In Javascript, the if (x) would evaluate to false if x was false, null, undefined, the number 0 (or 0.0), an '' or NaN (these are all falsey in Javascript); otherwise it would evaluate to true.

If this code were rewritten in Python, the if (x) would evaluate to false if x was None, false, zero (0, 0.0, 0L, etc.), an empty string (''), list ([]), tuple (()) or dict({}); otherwise it would evaluate to true.

So, what are the truthy and falsey lists for Dart? To answer that, let’s look at what the language spec says about booleans:

Boolean conversion maps any object o into a boolean. Boolean conversion is defined  by the function
  (bool v){
    assert(v != null);
    return identical(v, true);
  }(o)

In other words, anything that is not explicitly true, is false in Dart. So, in our example, if if (x) would evaluate to true if and only if x equalled the the boolean literal true (or an expression that evaluated to true (3 % 2 == 1, say)),; otherwise it would evaluate to false.

This is very simple.

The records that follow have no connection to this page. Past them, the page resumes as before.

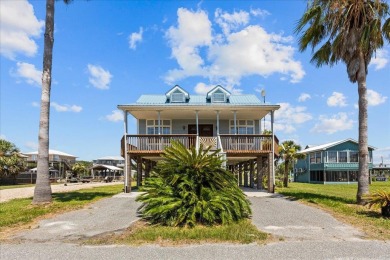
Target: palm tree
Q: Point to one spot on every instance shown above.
(42, 191)
(190, 187)
(288, 150)
(349, 31)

There are no truthy/falsey lists to memorize; it is all very clear, quite correct and ….

likely to get you quickly into trouble. Wait, what?

This is legal Dart code, right? Well, that depends if you are in checked mode or not. In unchecked mode, the code works exactly as described above. However, in checked mode, any if (x) type constructs will generate an exception unless x is a boolean. Let’s look at that function from the language spec again:

(bool v) {

}

In checked mode, v must be a bool. If it isn’t, the Dart editor will complain and throw an exception. We will never get to the stage of figuring out whether our if (x) evaluates to true or false.

Going back to other languages for a moment: I always felt that Javascript and Python had too many falsey values. I liked that in Ruby, only false and nil evaluated to false; everything else was true. So, instead of writing if myList ..., you would write if myList.empty? .. in Ruby, making your intent quite clear. Dart actually goes beyond Ruby in this regard and really simplifies things: false (and boolean expressions that return false) are false; true (and boolean expressions that return true) are true. Everything else is neither false nor true.

So, as a programmer, how should you handle the reality that the Dart’s boolean semantics change based on whether you are in checked or unchecked mode? My recommendation: always code in checked mode and be quite explicit about boolean expressions.

Avoid code like this (you will get an exception in checked mode):

String s = '';
if (s) {...}

This can be rewritten more clearly:

if (s.isEmpty) {...}

The following:

List myList = [1, 2, 3];
if(myList.indexOf(1)) {...}

should become:

if (myList.indexOf(1) != 0) {...}

and this:

int num;
if (num) {...}

is better written as:

if (num == null) {...}

The real take home lesson is a) listen to the static warnings b) only use booleans for boolean operations (Do not rely on implicit boolean conversions) c) checked mode is there to stop you immediately if you do bad things during development. Dart works pretty hard to force you to do boolean stuff explicitly and there are good reasons for this. Follow the warnings from the editor and your code will be clearer, more maintainable and you will avoid a huge class of bugs.